Hybrid chip containing processors and memory runs AI on smart devices

Shane McGlaun - Jan 19, 2021, 5:56am CST
Hybrid chip containing processors and memory runs AI on smart devices

A group of researchers from Stanford have developed a way to combine processors and memory on multiple hybrid chips to allow AI to run on battery-powered devices such as smartphones and tablets. The team believes that all manner of battery-power electronics would be smarter if they could run AI algorithms. The problem is efforts to build AI-capable chips for mobile devices have run up against something known as the “memory wall.”

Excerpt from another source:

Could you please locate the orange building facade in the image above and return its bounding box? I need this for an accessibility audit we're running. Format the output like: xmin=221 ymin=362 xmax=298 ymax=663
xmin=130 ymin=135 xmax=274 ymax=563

The memory wall is the name for the separation of data processing and memory chips that have to work together to meet the computational demands of AI. Computer scientist Subhasish Mitra says the transactions between processors and memory can consume 95 percent of the energy needed to perform machine learning and AI, severely limiting battery life. Stanford researchers have designed a system that’s able to run AI tasks faster with less energy requirements.

They were able to do this by harnessing eight hybrid chips that each have their own data processor built right next to its own memory storage. The new study builds on prior work from the team on a new memory technology called RRAM able to store data even when power is switched off with more speed and energy efficiency than flash memory. RRAM allowed the team to develop a hybrid chip previously, but the latest design has a new critical element.

The new critical element is algorithms allowing the eight separate hybrid chips to be melded into a single energy-efficient AI-processing engine. The team says they were able to “trick” the eight individual hybrid chips into thinking they’re one single chip, leading the system to be called the “Illusion System.” The team says that the eight-chip system is only the beginning.

Simulations have shown that systems with 64 hybrid chips can run AI applications seven times faster than current processors while requiring only one-seventh as much energy. Researchers believe the prototype system’s performance shows they’re on the right track and that Illusion Systems could be market ready within 3 to 5 years.